Crowds at the Golden Temple, left, and street food. Photo credit: Tingling1 / Shuttertstock.com / Unsplash.com
Our family missions tended to be in the streets around the museum, home to street-food stalls and hole-in-the-wall joints. Many are still there today. There's Rang Punjab, tucked into the heritage centre complex, just across the street from the museum. Last time I visited, I had a breakfast thali of kulcha flatbread, chickpeas in a spicy gravy topped with onions and tamarind chutney, aloo sabzi (dry spiced potatoes) gur ka halwa (a rich, sweet confectionery), lassi and chai.
A 10-minute walk west (or quick rickshaw trip away), you'll find Kesar Da Dhaba, in an old part of Amritsar near the telephone exchange. Founded way back in 1916 in Sheikhupura, Pakistan, this vegetarian restaurant reopened in the city after partition. Its signature dish is the slow-cooked maa ki dal (whole black gram lentils) - perfect for scooping up with flaky, wholewheat lachha paratha.
For something sweet, head north to A One Kulfa in Crystal Chowk, INA Colony, to enjoy a layer of phirni rice pudding topped with scoops of falooda (a rose-scented vermicelli-based dessert) and kulfi (the Indian equivalent of ice cream), plus a dash of rose water and rabri (spiced, thickened cream). Be warned: eat one of these and you won't need anything else for hours.
An Amristar street food shop, left, and a look inside the Temple Kitchen. | Photo credit: Elena Odareeva & Soloviova Liudmyl / Shutterstock.com
Amritsar is most famed for its kulcha. These soft, round leavened breads are stuffed with either spicy potatoes or paneer, before being baked in the tandoor until crispy, then drenched with ghee and served with chole (chickpeas), onions and tamarind chutney. It's one of my dad's favourite meals - something he'd always seek out on our trips to Amritsar. You can enjoy kulcha for breakfast or lunch; for some of the city's best, try Kulcha Land at the District Shopping Centre on Ranjit Avenue.

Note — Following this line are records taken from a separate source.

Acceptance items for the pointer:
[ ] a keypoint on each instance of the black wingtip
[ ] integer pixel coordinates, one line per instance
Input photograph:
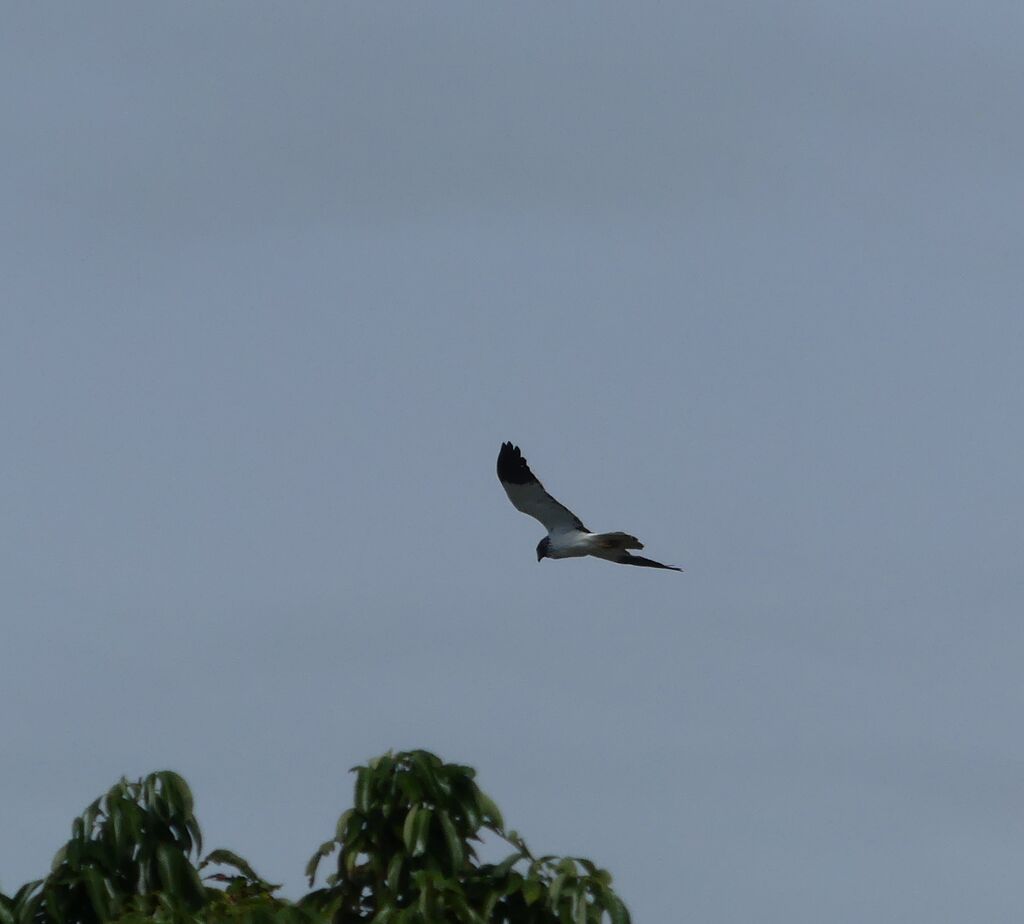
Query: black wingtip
(627, 558)
(512, 467)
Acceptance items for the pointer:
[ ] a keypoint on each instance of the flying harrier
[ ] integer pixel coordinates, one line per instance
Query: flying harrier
(567, 537)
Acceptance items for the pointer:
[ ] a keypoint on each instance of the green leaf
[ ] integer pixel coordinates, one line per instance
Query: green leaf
(489, 810)
(409, 829)
(394, 873)
(339, 831)
(325, 849)
(452, 838)
(223, 857)
(421, 831)
(531, 890)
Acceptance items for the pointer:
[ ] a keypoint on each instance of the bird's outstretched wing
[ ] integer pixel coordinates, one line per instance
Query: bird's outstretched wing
(627, 558)
(528, 495)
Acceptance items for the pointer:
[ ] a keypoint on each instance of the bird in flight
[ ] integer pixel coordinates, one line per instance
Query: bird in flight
(567, 537)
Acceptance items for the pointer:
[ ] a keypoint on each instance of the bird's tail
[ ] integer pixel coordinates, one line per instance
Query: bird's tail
(627, 558)
(616, 541)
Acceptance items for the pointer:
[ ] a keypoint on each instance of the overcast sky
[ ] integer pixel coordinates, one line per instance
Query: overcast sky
(742, 279)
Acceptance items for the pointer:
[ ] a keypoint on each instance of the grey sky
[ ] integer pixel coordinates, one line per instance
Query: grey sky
(743, 279)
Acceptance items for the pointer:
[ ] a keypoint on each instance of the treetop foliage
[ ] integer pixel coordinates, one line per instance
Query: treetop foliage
(403, 853)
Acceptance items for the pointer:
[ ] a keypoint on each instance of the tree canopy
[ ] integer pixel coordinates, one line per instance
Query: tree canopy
(403, 853)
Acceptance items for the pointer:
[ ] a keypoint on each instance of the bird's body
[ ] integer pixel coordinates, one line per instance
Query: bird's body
(567, 537)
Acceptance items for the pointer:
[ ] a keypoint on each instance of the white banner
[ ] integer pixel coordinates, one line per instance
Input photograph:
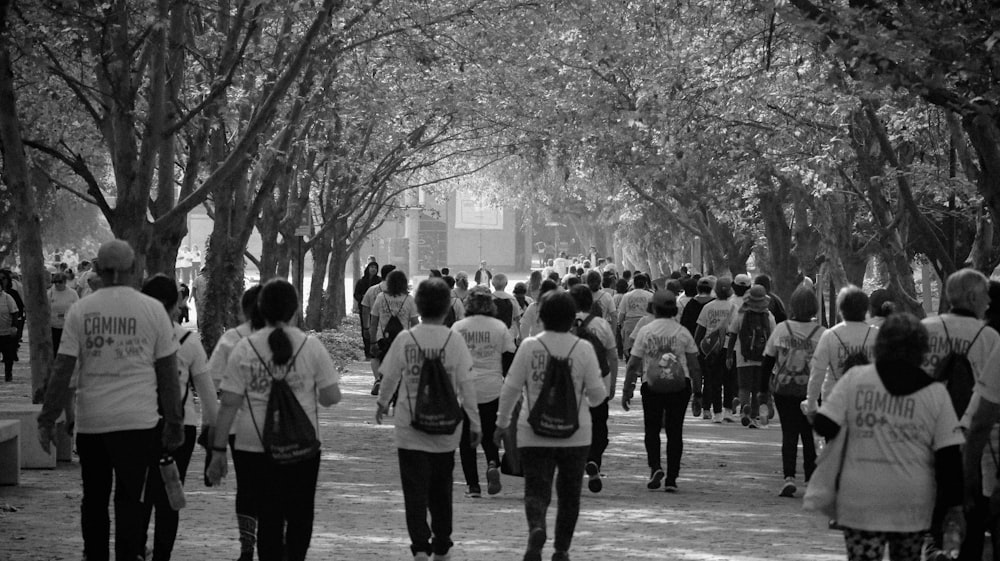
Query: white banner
(471, 215)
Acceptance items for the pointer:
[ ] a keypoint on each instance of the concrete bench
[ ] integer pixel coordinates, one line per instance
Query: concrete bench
(32, 455)
(10, 452)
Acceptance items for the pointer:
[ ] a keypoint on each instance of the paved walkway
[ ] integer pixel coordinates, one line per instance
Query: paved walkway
(727, 507)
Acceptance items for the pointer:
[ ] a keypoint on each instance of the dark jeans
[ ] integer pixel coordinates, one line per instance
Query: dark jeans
(488, 420)
(246, 501)
(795, 426)
(167, 518)
(285, 495)
(539, 470)
(427, 479)
(122, 457)
(598, 433)
(664, 410)
(714, 369)
(56, 338)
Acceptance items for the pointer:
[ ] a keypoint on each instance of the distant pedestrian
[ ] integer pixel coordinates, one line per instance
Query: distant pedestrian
(543, 456)
(426, 461)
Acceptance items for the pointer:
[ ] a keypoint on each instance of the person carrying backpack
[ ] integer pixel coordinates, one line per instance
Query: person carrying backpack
(393, 311)
(554, 432)
(277, 373)
(426, 459)
(845, 345)
(598, 332)
(749, 331)
(786, 375)
(710, 335)
(492, 350)
(666, 357)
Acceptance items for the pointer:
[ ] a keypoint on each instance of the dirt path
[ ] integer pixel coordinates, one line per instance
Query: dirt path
(727, 507)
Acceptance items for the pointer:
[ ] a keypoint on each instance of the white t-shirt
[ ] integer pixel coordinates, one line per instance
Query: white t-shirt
(660, 336)
(310, 371)
(527, 374)
(887, 481)
(734, 329)
(717, 314)
(117, 334)
(401, 369)
(487, 339)
(386, 306)
(633, 307)
(835, 345)
(191, 363)
(963, 330)
(59, 303)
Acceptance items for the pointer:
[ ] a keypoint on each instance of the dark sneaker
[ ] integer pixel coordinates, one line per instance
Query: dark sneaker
(655, 479)
(493, 485)
(788, 489)
(594, 482)
(536, 541)
(671, 486)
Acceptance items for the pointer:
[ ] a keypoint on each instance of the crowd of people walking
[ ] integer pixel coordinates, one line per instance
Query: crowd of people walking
(905, 407)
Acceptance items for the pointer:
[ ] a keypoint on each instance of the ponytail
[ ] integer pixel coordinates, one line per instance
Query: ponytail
(281, 346)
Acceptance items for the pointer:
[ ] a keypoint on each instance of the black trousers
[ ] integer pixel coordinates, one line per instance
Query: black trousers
(285, 496)
(427, 479)
(121, 458)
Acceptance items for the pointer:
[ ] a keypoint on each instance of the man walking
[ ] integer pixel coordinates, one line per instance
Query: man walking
(124, 343)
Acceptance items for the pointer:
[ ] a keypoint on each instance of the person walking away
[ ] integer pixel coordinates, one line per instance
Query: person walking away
(666, 357)
(492, 349)
(588, 325)
(284, 488)
(712, 324)
(60, 300)
(368, 279)
(426, 461)
(749, 331)
(902, 454)
(392, 311)
(483, 275)
(124, 344)
(786, 374)
(508, 310)
(632, 308)
(194, 377)
(367, 301)
(845, 345)
(246, 503)
(530, 324)
(542, 456)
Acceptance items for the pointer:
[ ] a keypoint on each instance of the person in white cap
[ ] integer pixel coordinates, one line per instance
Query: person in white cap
(124, 343)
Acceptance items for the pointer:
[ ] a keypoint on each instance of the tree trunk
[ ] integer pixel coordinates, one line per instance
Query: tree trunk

To me, Amritsar is a food city, even if that's not why my grandmother took us there. When you've had your fill of street eats, don't forget about Amritsari fish tikkas. Chunks of fish are coated in gram flour and spices and fried, creating a perfect balance of spice and heat. As a child, my favourite place to eat this was at the Makhan Fish and Chicken Corner. Open since 1962, it's still going strong, offering an authentic version of the city's favourite tikka.
I visited Amritsar again recently, this time with my dad, tasting kulcha and chole, and visiting the kitchen at the Golden Temple. It reminded me of when I was just a young girl, holding his hand and acting like a big girl, holding a chuni (shawl) over my head. This time, though, it was he who held my hand, with me making sure he was constantly by my side. It gave me a great deal of happiness.